TAMI Flashback: Hondo Crouch and Luckenbach, Texas


Hondo Crouch

This article is part of a series about the Texas Archive of the Moving Image (TAMI) video library. For an overview of the TAMI site, refer to this article.

The Texas Hill Country town of Luckenbach may be little more than a few buildings, including a general store and a dance hall. But few places are more symbolic of mythic Texas than this honky-tonk mecca, party venue and tourist destination a few miles south of Fredericksburg.

Luckenbach owes much of its fame to Waylon Jennings and Willie Nelson, of course; their 1977 hit "Luckenbach, Texas (Back to the Basics of Love)" introduced the tiny town to a vast audience and made it an essential part of Texas pop culture. But modern Luckenbach might not exist at all if not for another legendary Texan -- Hondo Crouch.

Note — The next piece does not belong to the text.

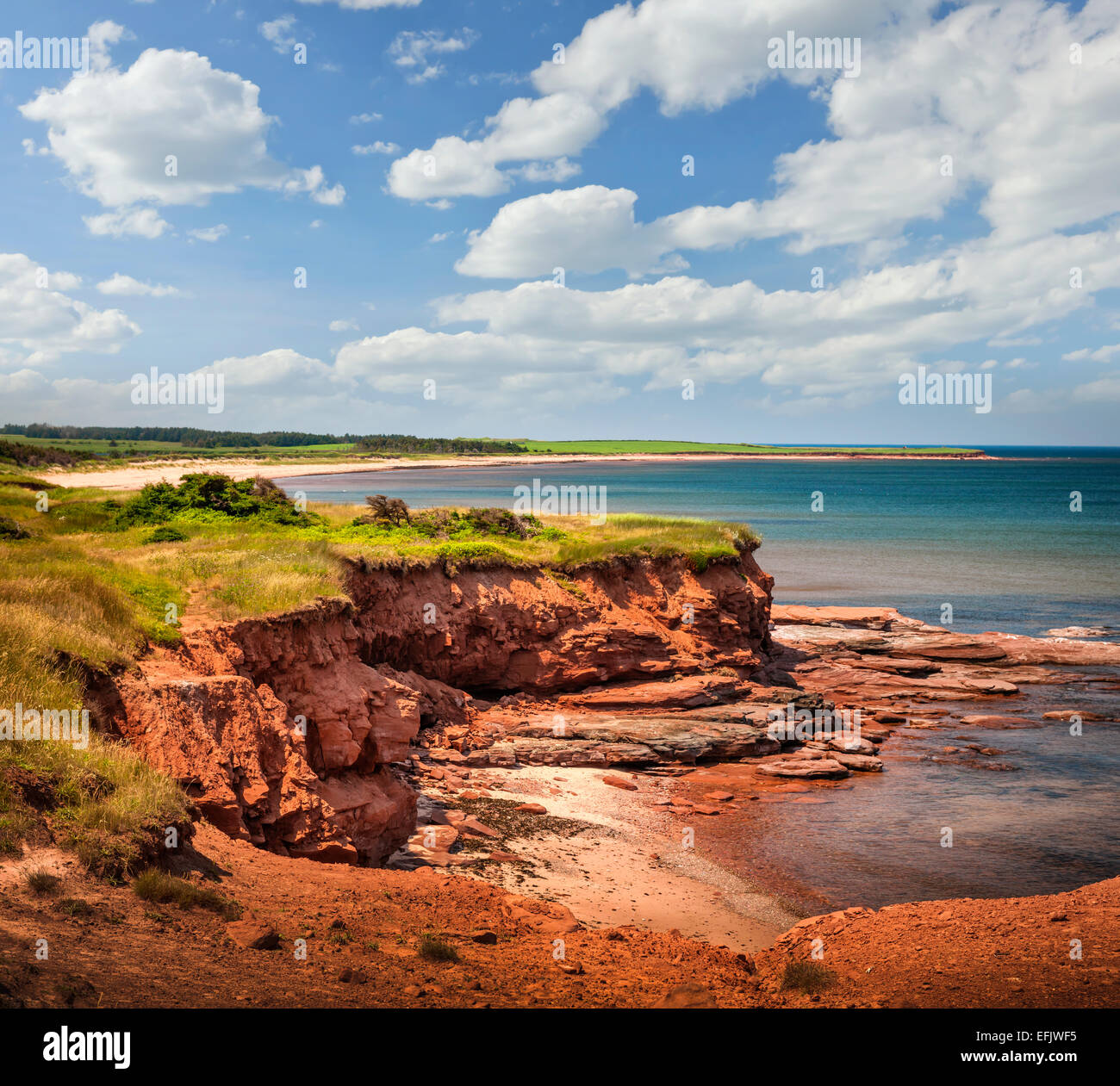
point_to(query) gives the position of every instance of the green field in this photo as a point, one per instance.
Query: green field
(104, 452)
(606, 448)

A satirist, writer, rancher, musician, artist, swimming coach and self described "imagineer," Crouch bought the nearly deserted Luckenbach in 1970. He proclaimed himself mayor (the three residents apparently didn't object) and pursued his grand vision for the place. Along with partners Kathy Morgan and actor Guich Koock, he quickly transformed Luckenbach into a popular hangout and venue for all manner of quirky events: no-talent contests, hug-ins, a mud dauber festival, a women-only chili cookoff and the Luckenbach World's Fair. Crouch also turned Luckenbach into a storied music venue; the town's association with country music was cemented in 1973, when Jerry Jeff Walker and the Lost Gonzo Band recorded their classic live album Viva Terlingua in the Luckenbach Dance Hall.

This month's TAMI Flashback videos are as quirky as the town and the man they celebrate. The first video is John Russell "Hondo" Crouch, in which Wally Pryor (known as the "Voice of the Longhorns" for his career as a University of Texas football announcer) interviews Koock and Crouch's daughter, Becky Crouch Patterson.

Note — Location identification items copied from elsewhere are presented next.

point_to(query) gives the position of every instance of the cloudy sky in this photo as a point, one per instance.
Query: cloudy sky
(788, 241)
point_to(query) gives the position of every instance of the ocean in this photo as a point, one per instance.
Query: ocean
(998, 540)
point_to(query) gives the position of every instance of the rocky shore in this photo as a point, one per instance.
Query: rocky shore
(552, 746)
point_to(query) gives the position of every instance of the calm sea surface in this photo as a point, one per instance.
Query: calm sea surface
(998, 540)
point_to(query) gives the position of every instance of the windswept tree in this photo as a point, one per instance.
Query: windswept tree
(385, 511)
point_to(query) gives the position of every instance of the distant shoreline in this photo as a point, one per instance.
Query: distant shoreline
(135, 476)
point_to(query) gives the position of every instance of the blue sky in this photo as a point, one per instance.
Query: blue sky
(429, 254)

Filmed in Luckenbach in 1979 to promote Crouch Patterson's memoir, Hondo, My Father, the interview includes fascinating insights into Crouch's life. His daughter is candid, calling him "a frustrating father at times," but fondly recalls him as a magical man who "celebrated life with just everyday, little ordinary things." Koock describes Crouch as having a lot of tragedy in his life, but says "no one ever saw that, because he was just always the classic laughing clown."

Aside from the fabulous interview, John Russell "Hondo" Crouch has some great photos of Crouch and video of Luckenbach in its outlaw country days. The video is required viewing (and Hondo, My Father is required reading) for Crouch fans.

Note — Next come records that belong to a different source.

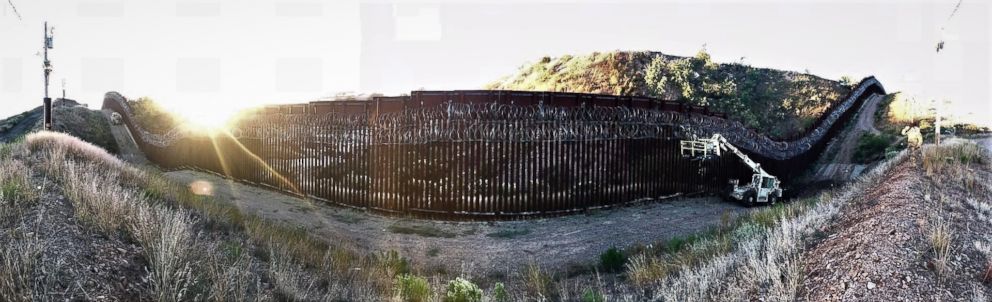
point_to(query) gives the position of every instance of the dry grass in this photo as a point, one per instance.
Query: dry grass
(537, 281)
(940, 238)
(16, 193)
(18, 265)
(944, 160)
(183, 235)
(167, 238)
(758, 253)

[View original at Texas Archive of the Moving Image.]

Another compelling video is 1977 Luckenbach World's Fair (also featuring Pryor and Koock), which captures the event in all its oddball glory. There is an armadillo race (but you knew that) and a boxing match, along with an Evel Knievel-wannabe who jumps his motorcycle over a few cars in front of a sparse crowd. Pryor and Koock have a detailed discussion of chicken-flying races; teams came from as far as California, Ohio and Georgia (or so says Koock).

As fascinating as the chicken-flying racing is, the video's highlights are two great performances by blues singer and pianist Marcia Ball, including a duet with Austin country musician Alvin Crow. There is also a surprising performance of "Squeeze a Fruit for Anita," a snarky song by two unidentified women who gleefully bash everyone's favorite orange-juice hawking homophobe, Anita Bryant. (An Internet search revealed several copies of the video, but not the singers' names. Which is unfortunate; they're quite funny and talented.)